Three Main Pitfalls of User Interface Prototyping and How to Avoid Them
User interface prototyping is an indispensable stage of UI design. The advantages of interface prototyping are numerous, ranging from boosting creativity to fostering communication within the development team. However, every web developer has to be aware of the dangers that interface prototyping has and that can easily be avoided with a bit of caution.
Sometimes clients do not know what prototypes or wireframes are meant to be. They see wireframes and get disappointed by the lack of visual elements. This creates one of the most widespread traps for web developers. In order to impress the client, they embellish wireframes with graphical elements, which are distracting and frequently unneeded.
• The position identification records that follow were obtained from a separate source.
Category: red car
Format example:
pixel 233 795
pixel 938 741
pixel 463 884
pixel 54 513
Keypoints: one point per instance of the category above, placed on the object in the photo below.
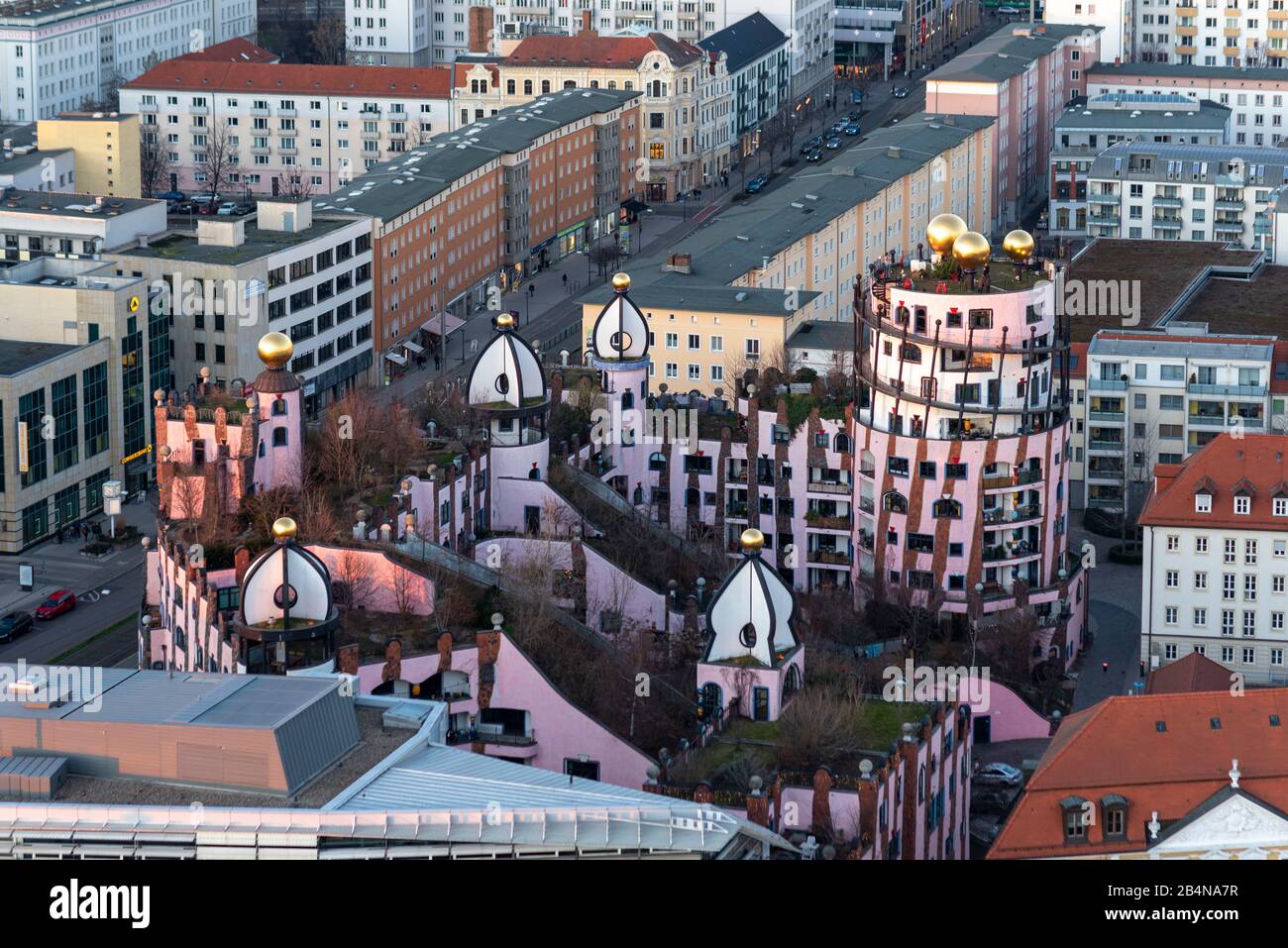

A web developer must remember that user interface prototyping is the initial stage, which helps develop the concept and test its usability, therefore interface prototyping is first performed in low fidelity. Graphical design details are dangerous at this stage because clients tend to focus on them rather than the entire concept, which gets you stuck in this phase longer than intended. Carefully educating the client about the importance and intention of interface prototypes will help avoid such pitfalls.
The next pitfall is the logical outcome of the first one. Too much detail takes too much time; that is inevitable. The more time and effort is put into the UI prototype, the more attached and inflexible the web-developer becomes. Remember that user interface prototyping is often referred to as “rapid prototyping”, and that is for a reason. It is supposed to be rapid. Most of the time only a few pages of the whole website or application are prototyped – that is enough to test and confirm the concept. So you can easily avoid this pitfall, too: Once the basics are agreed on, move on to the next stage.
Another danger of user interface prototyping, particularly high fidelity prototyping, is that clients come to believe that what they see is the actual product that simply needs to be revised and completed, which makes them significantly underestimate the timeframe of the project. In reality what they see is a prototype, and the product is yet to be created from scratch. Prototypes only give an idea of what the product will be like, and in most cases, the code of the prototype cannot be reused. Be clear with your client about stages of the product development and time frame for each, what stage you are currently at, and what this stage will accomplish. Then it should be possible to avoid such misunderstandings easily.